Delivered as a Banner Lecture at the Virginia Historical Society, this address concerns the history and role of the Virginia Environmental Endowment since its creation in 1977, with special attention to the influence of its grant awards program in shaping opportunities for environmental preservation, restoration, and education. Mr. McCarthy is executive director of the Virginia Environmental Endowment. A version is also available in VHS format; audio and video versions of the address are available online.

Macaulay, Angus Hamilton (1928–1983), papers, 1955–1983. c. 20,000 items. Mss1M1195aFA2.
Richmond lawyer Angus Hamilton Macaulay was a partner with the firm of Denny, Valentine and Davenport and active in community organizations and the Democratic Party in Virginia. The collection includes case logs, 1965–1975; memoranda, 1959–1977; speech notes; letters of commendation; notes concerning environmental law (Box 5), real estate and miscellaneous cases; general political correspondence, 1967–1983; notes concerning various local and state organizations, including the Richmond Air Pollution Control Board (Box 7) and the Technical Advisory Board on Air Pollution (Box 8); and miscellany. A collection finding aid is available in the library reading room.

McCue and Robertson family papers, 1831–1927. 131 items. Mss1M1395a.
Collection largely concerns members of the McCue, Robertson, and Stuart families of Augusta County and Staunton. A diary, 1879–1882, kept by Alexander Hall McCue at Long Meadows, Augusta County, bears brief entries on weather and farming activities (item a2). Similarly, his account book, 1875–1879, covering household and farming expenses also includes brief entries on weather and agricultural activities (item a1).
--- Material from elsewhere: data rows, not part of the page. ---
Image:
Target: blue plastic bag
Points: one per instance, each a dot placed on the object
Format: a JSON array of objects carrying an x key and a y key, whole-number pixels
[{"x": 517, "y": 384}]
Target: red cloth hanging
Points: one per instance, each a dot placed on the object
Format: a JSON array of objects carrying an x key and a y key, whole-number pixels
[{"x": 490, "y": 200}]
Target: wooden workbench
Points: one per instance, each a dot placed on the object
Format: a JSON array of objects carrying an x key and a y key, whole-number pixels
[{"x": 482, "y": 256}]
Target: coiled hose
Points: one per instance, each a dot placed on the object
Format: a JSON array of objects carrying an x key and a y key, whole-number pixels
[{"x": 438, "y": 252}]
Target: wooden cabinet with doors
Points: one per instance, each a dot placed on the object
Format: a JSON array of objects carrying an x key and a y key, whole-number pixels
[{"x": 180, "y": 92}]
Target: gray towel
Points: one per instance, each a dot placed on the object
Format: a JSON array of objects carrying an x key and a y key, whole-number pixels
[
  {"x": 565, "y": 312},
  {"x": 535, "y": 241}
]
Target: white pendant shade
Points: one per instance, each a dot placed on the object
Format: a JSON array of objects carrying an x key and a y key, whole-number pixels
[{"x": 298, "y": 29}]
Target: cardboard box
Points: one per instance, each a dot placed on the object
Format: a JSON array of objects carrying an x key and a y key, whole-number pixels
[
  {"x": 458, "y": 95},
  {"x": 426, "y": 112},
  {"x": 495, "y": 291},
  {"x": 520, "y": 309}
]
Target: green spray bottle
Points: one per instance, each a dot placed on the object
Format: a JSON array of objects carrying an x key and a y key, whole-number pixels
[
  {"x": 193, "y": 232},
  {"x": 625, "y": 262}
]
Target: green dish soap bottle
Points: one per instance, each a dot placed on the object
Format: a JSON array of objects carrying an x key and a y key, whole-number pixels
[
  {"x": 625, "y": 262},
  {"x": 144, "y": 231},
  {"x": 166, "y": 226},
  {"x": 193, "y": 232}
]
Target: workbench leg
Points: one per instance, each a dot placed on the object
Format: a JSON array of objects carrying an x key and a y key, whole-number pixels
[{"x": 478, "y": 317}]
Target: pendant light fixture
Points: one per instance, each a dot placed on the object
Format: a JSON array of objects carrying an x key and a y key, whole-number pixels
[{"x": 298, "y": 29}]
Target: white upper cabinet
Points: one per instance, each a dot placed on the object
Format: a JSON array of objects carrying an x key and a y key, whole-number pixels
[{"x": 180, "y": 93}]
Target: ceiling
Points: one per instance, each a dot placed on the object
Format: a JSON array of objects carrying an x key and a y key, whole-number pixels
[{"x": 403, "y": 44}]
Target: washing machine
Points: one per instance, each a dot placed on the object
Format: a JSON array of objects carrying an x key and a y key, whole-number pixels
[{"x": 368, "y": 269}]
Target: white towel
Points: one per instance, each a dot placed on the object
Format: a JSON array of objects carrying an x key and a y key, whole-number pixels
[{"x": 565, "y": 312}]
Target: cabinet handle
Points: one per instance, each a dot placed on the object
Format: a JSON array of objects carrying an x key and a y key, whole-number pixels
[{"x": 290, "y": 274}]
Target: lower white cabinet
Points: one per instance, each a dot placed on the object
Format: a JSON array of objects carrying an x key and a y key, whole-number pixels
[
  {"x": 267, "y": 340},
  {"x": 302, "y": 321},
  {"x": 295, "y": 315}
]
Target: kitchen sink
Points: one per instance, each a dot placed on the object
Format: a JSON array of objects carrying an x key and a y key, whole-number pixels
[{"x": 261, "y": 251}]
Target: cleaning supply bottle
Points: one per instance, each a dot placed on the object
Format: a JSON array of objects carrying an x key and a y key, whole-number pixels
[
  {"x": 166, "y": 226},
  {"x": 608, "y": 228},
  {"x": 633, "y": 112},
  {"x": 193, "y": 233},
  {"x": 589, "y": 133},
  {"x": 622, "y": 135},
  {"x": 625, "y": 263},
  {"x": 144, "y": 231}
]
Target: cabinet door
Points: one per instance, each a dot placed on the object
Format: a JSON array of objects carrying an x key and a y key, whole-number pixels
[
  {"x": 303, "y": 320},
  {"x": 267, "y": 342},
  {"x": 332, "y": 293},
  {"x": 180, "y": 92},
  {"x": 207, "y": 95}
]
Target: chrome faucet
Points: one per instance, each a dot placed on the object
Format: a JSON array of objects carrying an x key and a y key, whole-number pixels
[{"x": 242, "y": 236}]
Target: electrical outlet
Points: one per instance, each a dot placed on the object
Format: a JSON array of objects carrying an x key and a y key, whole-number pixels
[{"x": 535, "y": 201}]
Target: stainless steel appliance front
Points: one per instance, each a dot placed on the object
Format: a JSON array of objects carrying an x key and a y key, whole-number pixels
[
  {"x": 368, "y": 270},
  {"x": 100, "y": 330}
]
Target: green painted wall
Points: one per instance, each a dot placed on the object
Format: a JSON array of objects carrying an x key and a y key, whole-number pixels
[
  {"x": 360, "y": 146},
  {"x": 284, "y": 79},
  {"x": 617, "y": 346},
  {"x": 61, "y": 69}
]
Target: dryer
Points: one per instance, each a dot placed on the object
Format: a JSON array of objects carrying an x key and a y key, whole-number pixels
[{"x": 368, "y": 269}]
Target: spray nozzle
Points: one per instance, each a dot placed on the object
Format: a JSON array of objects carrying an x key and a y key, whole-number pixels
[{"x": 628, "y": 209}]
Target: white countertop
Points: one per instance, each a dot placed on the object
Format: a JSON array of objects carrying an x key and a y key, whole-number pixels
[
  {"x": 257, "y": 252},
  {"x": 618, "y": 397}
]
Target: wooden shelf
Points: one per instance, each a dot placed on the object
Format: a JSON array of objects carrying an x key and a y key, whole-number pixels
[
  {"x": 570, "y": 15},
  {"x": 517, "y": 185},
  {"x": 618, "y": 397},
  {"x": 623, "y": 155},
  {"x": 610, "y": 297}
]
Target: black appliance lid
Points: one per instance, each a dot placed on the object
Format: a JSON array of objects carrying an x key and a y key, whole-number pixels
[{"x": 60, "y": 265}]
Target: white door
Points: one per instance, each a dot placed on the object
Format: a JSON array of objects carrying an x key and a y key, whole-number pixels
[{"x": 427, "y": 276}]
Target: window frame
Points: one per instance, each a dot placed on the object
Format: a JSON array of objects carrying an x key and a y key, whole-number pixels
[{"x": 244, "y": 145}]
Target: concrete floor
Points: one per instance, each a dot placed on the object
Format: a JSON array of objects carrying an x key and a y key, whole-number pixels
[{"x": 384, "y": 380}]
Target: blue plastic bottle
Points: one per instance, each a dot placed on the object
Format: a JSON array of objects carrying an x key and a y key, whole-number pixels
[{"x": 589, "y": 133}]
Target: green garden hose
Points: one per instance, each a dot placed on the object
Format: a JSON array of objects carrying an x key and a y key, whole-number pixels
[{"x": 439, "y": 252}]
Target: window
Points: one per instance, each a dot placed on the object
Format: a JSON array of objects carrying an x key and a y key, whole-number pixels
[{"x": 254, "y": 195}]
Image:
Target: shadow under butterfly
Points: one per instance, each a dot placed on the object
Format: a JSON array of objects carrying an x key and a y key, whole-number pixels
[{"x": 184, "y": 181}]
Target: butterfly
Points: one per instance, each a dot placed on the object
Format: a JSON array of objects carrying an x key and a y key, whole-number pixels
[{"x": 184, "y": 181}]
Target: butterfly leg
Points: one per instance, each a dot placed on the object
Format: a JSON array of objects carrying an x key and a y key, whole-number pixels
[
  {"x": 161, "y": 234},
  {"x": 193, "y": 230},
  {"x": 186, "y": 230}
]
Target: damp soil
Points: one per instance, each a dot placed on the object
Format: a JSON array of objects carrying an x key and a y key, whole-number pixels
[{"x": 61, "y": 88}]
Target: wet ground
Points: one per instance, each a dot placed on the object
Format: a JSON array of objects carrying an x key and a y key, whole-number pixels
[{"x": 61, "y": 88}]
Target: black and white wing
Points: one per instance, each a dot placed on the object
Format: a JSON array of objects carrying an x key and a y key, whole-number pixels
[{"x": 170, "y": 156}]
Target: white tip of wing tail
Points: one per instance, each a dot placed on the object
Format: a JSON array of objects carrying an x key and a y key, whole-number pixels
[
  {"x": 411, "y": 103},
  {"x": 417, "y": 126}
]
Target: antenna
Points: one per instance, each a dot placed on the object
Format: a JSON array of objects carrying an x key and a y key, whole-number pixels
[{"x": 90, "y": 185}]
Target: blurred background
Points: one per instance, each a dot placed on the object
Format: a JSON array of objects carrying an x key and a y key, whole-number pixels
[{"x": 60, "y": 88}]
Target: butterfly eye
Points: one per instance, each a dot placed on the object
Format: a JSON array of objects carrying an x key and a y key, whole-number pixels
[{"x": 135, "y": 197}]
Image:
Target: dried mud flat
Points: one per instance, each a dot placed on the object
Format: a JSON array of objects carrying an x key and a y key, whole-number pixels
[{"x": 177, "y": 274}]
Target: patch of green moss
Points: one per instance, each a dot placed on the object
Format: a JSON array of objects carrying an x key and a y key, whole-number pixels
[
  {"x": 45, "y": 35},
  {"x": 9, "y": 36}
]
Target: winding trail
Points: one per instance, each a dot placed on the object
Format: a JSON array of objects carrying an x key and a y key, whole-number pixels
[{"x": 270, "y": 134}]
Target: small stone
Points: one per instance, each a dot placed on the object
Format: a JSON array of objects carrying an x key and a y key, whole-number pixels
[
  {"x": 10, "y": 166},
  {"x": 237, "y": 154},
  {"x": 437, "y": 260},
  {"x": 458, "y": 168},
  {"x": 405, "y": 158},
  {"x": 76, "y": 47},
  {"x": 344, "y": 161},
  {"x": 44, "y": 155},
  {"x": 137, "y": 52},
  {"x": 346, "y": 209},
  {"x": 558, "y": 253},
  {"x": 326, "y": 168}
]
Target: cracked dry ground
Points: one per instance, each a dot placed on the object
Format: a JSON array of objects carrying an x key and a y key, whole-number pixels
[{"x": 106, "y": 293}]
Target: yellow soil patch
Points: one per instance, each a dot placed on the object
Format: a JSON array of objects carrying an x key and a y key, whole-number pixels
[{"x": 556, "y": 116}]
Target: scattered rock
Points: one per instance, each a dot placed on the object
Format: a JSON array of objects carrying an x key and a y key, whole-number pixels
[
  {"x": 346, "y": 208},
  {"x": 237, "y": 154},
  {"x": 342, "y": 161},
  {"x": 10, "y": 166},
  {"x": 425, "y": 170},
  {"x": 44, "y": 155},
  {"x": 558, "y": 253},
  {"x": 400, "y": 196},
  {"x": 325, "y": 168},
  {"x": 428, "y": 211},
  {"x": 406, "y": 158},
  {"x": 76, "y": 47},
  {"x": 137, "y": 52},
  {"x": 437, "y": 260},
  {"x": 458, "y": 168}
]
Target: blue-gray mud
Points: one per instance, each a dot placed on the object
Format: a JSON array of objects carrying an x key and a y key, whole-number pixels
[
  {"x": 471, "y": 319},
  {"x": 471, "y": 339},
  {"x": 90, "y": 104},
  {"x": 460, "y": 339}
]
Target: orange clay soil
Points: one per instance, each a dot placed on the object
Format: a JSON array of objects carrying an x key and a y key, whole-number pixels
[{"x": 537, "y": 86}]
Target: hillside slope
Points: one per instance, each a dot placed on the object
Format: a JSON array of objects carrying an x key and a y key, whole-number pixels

McDonald family papers, 1767–1951. 912 items. Mss1M145a.
Collection primarily concerns the family of Marshall McDonald of Berryville. Pertinent materials include his correspondence as U.S. Commissioner of Fish and Fisheries in Washington, D.C. (Sections 2 and 3), an 1879 deed of S. P. Browning to the Fish Commission of Virginia for 3.5 acres in Wythe County (item a248), and an 1879 agreement of William Davidson and others with McDonald (as Commissioner of Fisheries of Virginia) to sell a plot of land in Lexington (item a249).

Marshall Manufacturing Company, records, 1867–1897. 3 linear feet (200 folders). Mss3M3571a.
Records of the Marshall Manufacturing Company (of Manchester [later, Richmond]), a cotton manufacturer. Include correspondence with clients as well as ledgers and account books. Section 4 consists of an account book, 1867–1876, kept by the Marshall Manufacturing Company containing records of bags of cotton shipped to various companies. Also includes transactions for items such as guano, lamp wick, cop waste, and burlap.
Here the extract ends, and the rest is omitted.